Refund Anticipation Loans (RALs) – The Facts
It’s getting closer to tax refund time, only a few months away. Some interesting research (PDF) out on Refund Anticipation Loans (RALs) – what millions of the working public use to get advanced money. Defined more explicitly: Refund anticipation loans (RALs) are 1 to 2 week loans made by banks and tax preparers, secured by the taxpayer’s expected tax refunds. Some statistics.
VOLUME: An estimated 8.7 million RALs were made in 2007, compared to 9 million in 2006, and a high of 12.4 million 2004.
FEES: Consumers paid an estimated $833 million in RAL fees in 2007 to get quick cash for their refunds; this price tag decreased from $900 million in 2006 due in part to a price cut by H&R Block for about half its customers. In addition to RAL fees, consumers paid another estimate $68 million “application,” “administrative,” “e-filing,” “service bureau,” “transmission” or “processing” fees — an estimated 20% of RAL borrowers are charged this fee. The price of a typical RAL of $3,000 can range from $62 to $110.

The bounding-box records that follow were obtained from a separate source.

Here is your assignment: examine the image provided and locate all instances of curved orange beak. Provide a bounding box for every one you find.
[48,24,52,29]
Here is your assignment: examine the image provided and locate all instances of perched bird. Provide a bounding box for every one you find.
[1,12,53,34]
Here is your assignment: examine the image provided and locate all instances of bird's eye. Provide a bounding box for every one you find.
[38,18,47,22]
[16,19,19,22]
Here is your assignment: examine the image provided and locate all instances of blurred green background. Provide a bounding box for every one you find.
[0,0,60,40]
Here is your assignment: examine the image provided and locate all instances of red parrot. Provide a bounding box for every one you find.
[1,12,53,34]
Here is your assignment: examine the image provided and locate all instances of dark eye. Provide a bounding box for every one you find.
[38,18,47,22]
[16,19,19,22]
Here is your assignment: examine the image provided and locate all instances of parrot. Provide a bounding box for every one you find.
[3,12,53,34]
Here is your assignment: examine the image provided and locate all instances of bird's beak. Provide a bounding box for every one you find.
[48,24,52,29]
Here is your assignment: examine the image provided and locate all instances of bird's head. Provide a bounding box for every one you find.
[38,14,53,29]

APR: The APRs for a typical RAL can range in the triple digits. H&R Block and JP Morgan Chase claim that their RALs carry an APR of 36%, but that calculation does not include the fee for the dummy bank account use to repay the RAL, which doubles the APR. Other tax preparers, such as Jackson Hewitt and Liberty Tax Service, offer high cost RALs with APRs in the triple digits. The effective APR for RALs based on a 10-day loan period ranges from 50% (for a loan of $10,000) to nearly 500% (for a loan of $300). The APR for a typical RAL of about $3,000 can be from 77% to 140%.

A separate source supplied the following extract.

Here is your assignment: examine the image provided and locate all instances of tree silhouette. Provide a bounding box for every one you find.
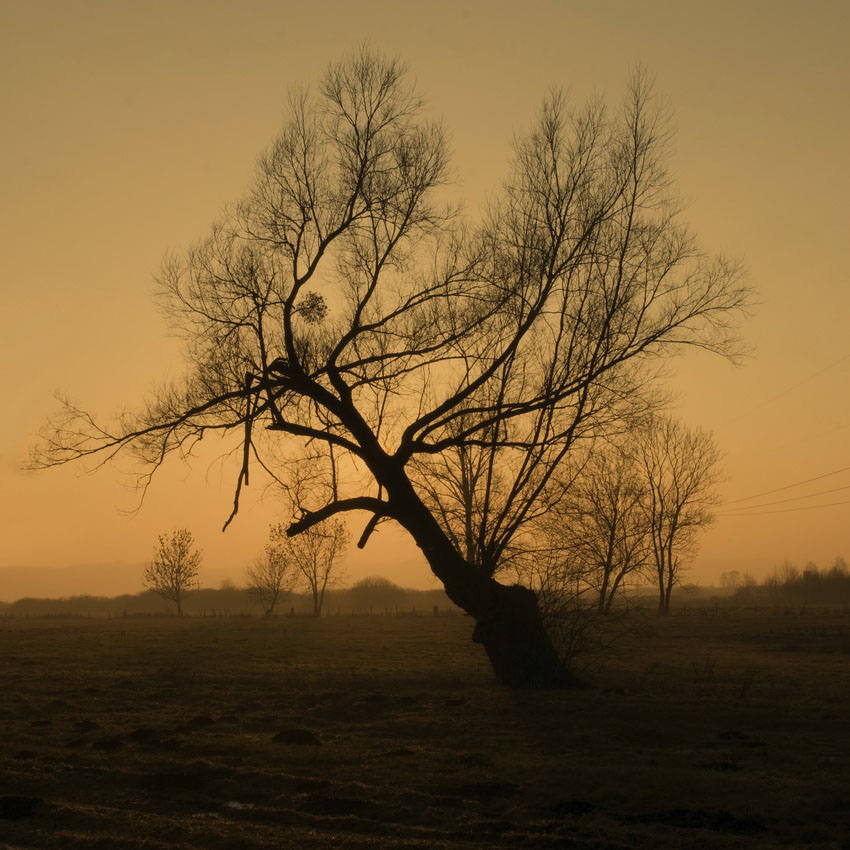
[33,48,747,685]
[144,528,201,617]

LEGISLATION: The Second Circuit Court of Appeals issued a major decision hampering the ability of states to regulate RALs – holding that federal banking law preempted interest rates caps. The IRS has taken tentative steps toward RAL reform, researching whether it should limit RALs by restricting the tax information necessary to make the loans. As well, an IRS study found a significant correlation between RALs and “noncompliance” – RAL users are 27-36% more noncompliant than taxpayers who do not use a financial product.